Each plaintiff in this action who has received or is subject to a proposed removal is given an advance notice of proposed removal in accordance with paragraph 202b (2), FAA Handbook 3770.2. The actual date of removal cannot be less than thirty days after the advance notice is given. Fifteen days is allowed for reply to the notice [para. 2026(3)]. Most removal actions involving any of these plaintiffs are at this stage. After the employee responds, the deciding official who has initiated the action may terminate the action or, if it is his decision to proceed, he issues a written decision to the employee [para. 202b (6)], including notification to the employee of his appeal rights [202b (7)].
Upon receipt of the written decision, the employee may appeal to an appeals official within FAA. This procedure is governed by chapter 3 of the agency’s handbook, which is promulgated pursuant to Part 771 of the Civil Service Commission regulations. Chapter 3 provides the employee fifteen days from the date of the written decision to file an appeal. If the employee requests, an agency hearing officer is appointed to hold a hearing on the record at which the employee and the Government may present witnesses, documentary evidence and at which a verbatim transcript or written summary of the proceedings is maintained. The activities of the hearing officer are governed by FAA Handbook 3770.2. Appendix 1. Upon completion of the proceedings, the hearing officer recommends to an appeals official whether to uphold, reverse, or modify the proposed adverse action. Thereafter, the employee, if adverse action continues, has a right of appeal to an examiner of the Civil Service Commission. The procedures governing the examiner’s actions are contained in Federal Personnel Manual, Sections 771.-201 through 771.226. Again, the employee is entitled to a hearing on the record and the opportunity to confront and cross-examine witnesses and to present documentary evidence. Subsequently, the employee is accorded a right of appeal to the Commission itself and only then has he exhausted his administrative remedies.
Suspensions
Suspensions of federal employees for periods less than thirty days are not deemed adverse actions within the meaning of that term in 5 U.S.C. Chapter 75. However, an employee receiving a notice proposing to suspend him for a period less than thirty days is entitled to administrative review of such an action in accordance with grievance procedures established by the agency.
The FAA grievance procedures are established pursuant to general guidelines promulgated by the Civil Service Commission in Chapter 771, subehapter 1 of the Federal Personnel Manual. Those are, in turn, based on Executive Order 10987 (January 17, 1962). The Commission prescribes only broad standards for the' grievance proceedings, leaving each agency the flexibility to tailor its procedures to its needs (subchapter 1, para, 1-2).

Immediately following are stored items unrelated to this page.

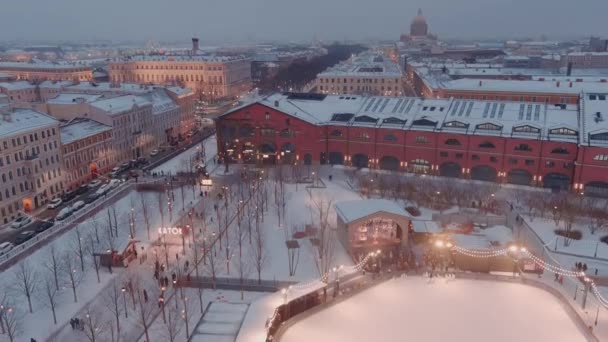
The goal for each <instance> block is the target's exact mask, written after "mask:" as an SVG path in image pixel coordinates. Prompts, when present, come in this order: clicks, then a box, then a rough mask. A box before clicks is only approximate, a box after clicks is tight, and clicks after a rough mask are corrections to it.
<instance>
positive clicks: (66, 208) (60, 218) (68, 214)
mask: <svg viewBox="0 0 608 342" xmlns="http://www.w3.org/2000/svg"><path fill="white" fill-rule="evenodd" d="M70 215H72V207H65V208H63V209H61V210H60V211H59V214H57V216H55V220H57V221H63V220H65V219H66V218H68V217H69V216H70Z"/></svg>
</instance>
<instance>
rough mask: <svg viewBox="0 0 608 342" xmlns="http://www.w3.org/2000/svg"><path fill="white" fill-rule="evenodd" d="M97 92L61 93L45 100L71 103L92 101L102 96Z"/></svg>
mask: <svg viewBox="0 0 608 342" xmlns="http://www.w3.org/2000/svg"><path fill="white" fill-rule="evenodd" d="M102 97H103V95H99V94H83V93H62V94H59V95H57V96H56V97H54V98H52V99H50V100H48V101H47V103H48V104H73V103H80V102H94V101H97V100H99V99H100V98H102Z"/></svg>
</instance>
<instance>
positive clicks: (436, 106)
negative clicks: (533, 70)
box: [217, 93, 608, 194]
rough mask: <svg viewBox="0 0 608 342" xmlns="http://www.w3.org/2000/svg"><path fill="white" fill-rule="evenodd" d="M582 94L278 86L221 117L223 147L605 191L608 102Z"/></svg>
mask: <svg viewBox="0 0 608 342" xmlns="http://www.w3.org/2000/svg"><path fill="white" fill-rule="evenodd" d="M584 96H586V97H585V99H584V100H583V101H582V103H581V104H580V105H564V106H562V105H560V106H555V105H551V104H546V103H534V102H517V101H511V102H507V101H481V100H466V99H420V98H404V97H398V98H393V97H379V96H378V97H364V96H358V95H350V96H349V95H343V96H327V95H323V94H289V93H286V94H274V95H271V96H268V97H265V98H263V99H261V100H258V101H256V102H254V103H251V104H248V105H245V106H242V107H240V108H236V109H234V110H232V111H230V112H227V113H226V114H224V115H222V116H220V118H219V119H218V121H217V132H218V151H219V153H220V157H221V158H223V159H227V160H229V161H232V162H243V163H260V164H262V163H266V164H275V163H287V164H291V163H302V164H304V165H311V164H315V163H320V164H344V165H350V166H354V167H358V168H373V169H376V168H377V169H385V170H394V171H408V172H414V173H420V174H430V175H440V176H446V177H461V178H470V179H475V180H482V181H495V182H501V183H513V184H521V185H534V186H544V187H547V188H554V189H563V190H566V189H573V190H577V191H581V192H582V191H589V192H593V193H597V194H607V190H608V172H606V170H607V169H606V167H608V149H606V147H608V145H604V142H605V141H607V140H606V139H608V124H606V122H605V121H604V116H605V115H606V113H607V112H608V102H607V101H606V95H605V94H585V95H584ZM598 113H599V114H598ZM581 123H586V124H584V125H582V124H581Z"/></svg>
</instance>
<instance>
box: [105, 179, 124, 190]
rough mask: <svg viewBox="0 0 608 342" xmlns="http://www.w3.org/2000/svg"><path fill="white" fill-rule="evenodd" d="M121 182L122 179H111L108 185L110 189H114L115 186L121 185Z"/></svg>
mask: <svg viewBox="0 0 608 342" xmlns="http://www.w3.org/2000/svg"><path fill="white" fill-rule="evenodd" d="M120 183H121V181H120V180H118V179H112V180H111V181H110V182H109V183H108V184H107V186H108V190H110V189H114V188H115V187H117V186H119V185H120Z"/></svg>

The Commission’s standards for such proceedings emphasize the need to keep them as simple and informal as possible [para. l-7.d; l-7.f (3)]. The standards require impartiality of the agency officials making the final decision (para. l-7.dl) ; permit the employee to be represented (para. 1-7-e; provides for speedy decisions (para. l-7.h) ; and prescribe the contents of the grievance file (para. l-7.i).
In accordance with Civil Service Commission guidelines, FAA has promulgated its grievance procedures in Chapter 4 of Handbook 3770.2. They specify the employees covered (para. 402), which certain plaintiffs are. When informal efforts to resolve grievable matters are not successful, the employee may request a grievance inquiry (para. 408.a and 411-418).
The FAA’s prescribed grievance inquiry procedures are consistent with the standards established by the Commission. Impartiality and other requirements of the grievance examiner are carefully prescribed (para. 413). The method by which the grievance examiner conducts his inquiries are set out at length in-*127eluding the requirements that the proceeding be kept informal and that employees and their representatives may make personal presentations (para. 416).